Scientist from Duke University and Intel have come up with a brand new way of keeping high performance electronics cool. The plan to fill their insides with bouncing water droplets. I know that conventional wisdom tells you that water and electronics do not get along well. But this system could keep high performance electronics cool, by targeting their hot spots with drops of water.
The technology was inspired by the super-hydrophobic wings of cicadas ( a flying insect) that naturally repel water. When two small water droplets land on the cicada’s wings, they become one big droplet. It has enough energy to lift of the wings and take the dirt with it. The scientist thought to apply this principle to electronics.
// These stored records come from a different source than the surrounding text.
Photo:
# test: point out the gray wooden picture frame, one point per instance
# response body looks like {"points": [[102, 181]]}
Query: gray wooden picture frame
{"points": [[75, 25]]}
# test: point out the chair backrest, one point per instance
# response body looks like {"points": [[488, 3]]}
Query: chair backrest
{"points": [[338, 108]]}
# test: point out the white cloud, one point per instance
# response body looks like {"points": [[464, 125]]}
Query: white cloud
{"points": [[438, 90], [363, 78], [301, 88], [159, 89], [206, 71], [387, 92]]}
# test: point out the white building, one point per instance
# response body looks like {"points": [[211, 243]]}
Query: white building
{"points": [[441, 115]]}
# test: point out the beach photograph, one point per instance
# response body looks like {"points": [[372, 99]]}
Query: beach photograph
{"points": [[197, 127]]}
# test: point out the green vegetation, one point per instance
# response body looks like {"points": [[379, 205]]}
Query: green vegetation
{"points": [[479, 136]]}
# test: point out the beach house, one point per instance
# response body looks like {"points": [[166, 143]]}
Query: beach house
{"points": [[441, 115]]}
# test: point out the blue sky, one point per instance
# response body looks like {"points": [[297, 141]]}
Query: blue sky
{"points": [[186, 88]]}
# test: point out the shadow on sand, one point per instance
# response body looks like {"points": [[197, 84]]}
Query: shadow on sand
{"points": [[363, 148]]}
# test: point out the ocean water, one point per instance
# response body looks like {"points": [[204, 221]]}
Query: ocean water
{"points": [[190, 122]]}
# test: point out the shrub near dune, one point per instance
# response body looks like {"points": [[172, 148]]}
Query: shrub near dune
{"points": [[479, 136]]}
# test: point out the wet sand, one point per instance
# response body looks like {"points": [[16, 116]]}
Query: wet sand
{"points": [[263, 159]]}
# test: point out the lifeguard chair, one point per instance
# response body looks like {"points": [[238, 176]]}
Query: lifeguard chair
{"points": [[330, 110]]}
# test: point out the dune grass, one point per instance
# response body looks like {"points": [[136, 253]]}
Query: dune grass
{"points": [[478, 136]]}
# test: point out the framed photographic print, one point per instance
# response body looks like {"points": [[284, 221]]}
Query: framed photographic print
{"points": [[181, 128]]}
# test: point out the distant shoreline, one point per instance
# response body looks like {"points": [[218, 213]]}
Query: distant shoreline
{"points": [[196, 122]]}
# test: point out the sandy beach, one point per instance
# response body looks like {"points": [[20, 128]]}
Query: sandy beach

The way this would work, is that the researchers create a sealed vapor chamber that can be installed within electronic systems. One side of the chamber is the super-hydrophobic floor and the other side is a sponge like ceiling. When the electronics surrounding the chamber get hot, the chamber gets heated, and the vapor turns to water droplets. The droplets fall to the floor and become bigger droplets, and then lift off taking the heat with them. The sponge like ceiling absorbs the water, and the process repeats.
This has some advantages over the existing cooling mechanisms. This works on two planes simultaneously as it targets heat both vertically and horizontally. This makes the cooling more effective, also it only targets hot spots and leaves other component untouched.
The vapor chamber is still being developed, but it looks very interesting. You won’t find this in your next laptop, but it could be in the next data center or major technology hubs. Keep an eye to see if the gets developed and produced.